How Sex and Beer Beget A Science Paper


Patients 1 and 2. Kobylinski (left), Foy (right), collecting mosquitoes in Senegal with medical entomologist Massamba Sylla. Photo: Brian Foy

The old and busted way of scientific research: Long hours hunching over the lab bench. The new hotness: sex with wife, and then a round of beer with fellow scientist. (Bonus: wife is also a co-author on the paper)

Here's the intriguing story of how a recent science paper came to be:

A U.S. vector biologist appears to have accidentally written virological history simply by having sex with his wife after returning from a field trip to Senegal.
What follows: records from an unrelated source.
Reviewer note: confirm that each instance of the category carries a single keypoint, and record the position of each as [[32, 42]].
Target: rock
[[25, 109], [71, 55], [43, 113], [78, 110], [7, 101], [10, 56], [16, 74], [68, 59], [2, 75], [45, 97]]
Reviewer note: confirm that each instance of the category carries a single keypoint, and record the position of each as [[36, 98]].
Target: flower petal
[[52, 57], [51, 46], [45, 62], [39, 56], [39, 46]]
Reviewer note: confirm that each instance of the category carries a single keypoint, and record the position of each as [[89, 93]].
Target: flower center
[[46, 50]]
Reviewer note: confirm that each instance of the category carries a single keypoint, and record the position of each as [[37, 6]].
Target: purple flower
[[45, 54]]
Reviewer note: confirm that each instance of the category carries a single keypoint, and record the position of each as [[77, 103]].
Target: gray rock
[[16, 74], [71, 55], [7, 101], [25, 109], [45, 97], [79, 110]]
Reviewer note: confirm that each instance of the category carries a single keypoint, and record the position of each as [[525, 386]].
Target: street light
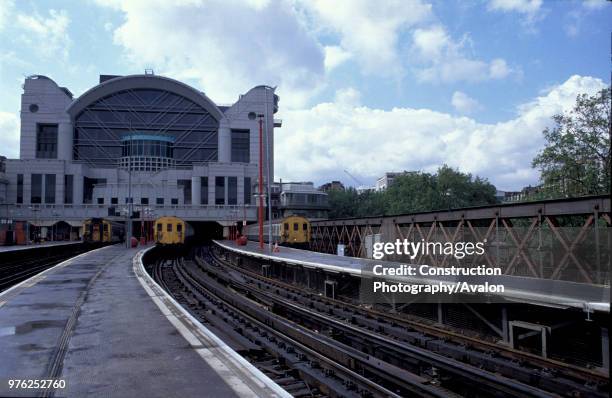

A study just released in Emerging Infectious Diseases suggests that the researcher, Brian Foy of Colorado State University in Fort Collins, passed to his wife the Zika virus, an obscure pathogen that causes joint pains and extreme fatigue. If so, it would be the first documented case of sexual transmission of an insect-borne disease.

Foy is the first author of the paper, which describes three anonymous patients. But in an interview with Science, he confirmed that he is the anonymous "patient 1"; his Ph.D. student Kevin Kobylinski, who accompanied him on the trip to Senegal and also got sick, is "patient 2." Foy's wife, Joy Chilson Foy, a nurse at the Poudre Valley Hospital in Fort Collins, is "patient 3"; she is also a co-author of the paper.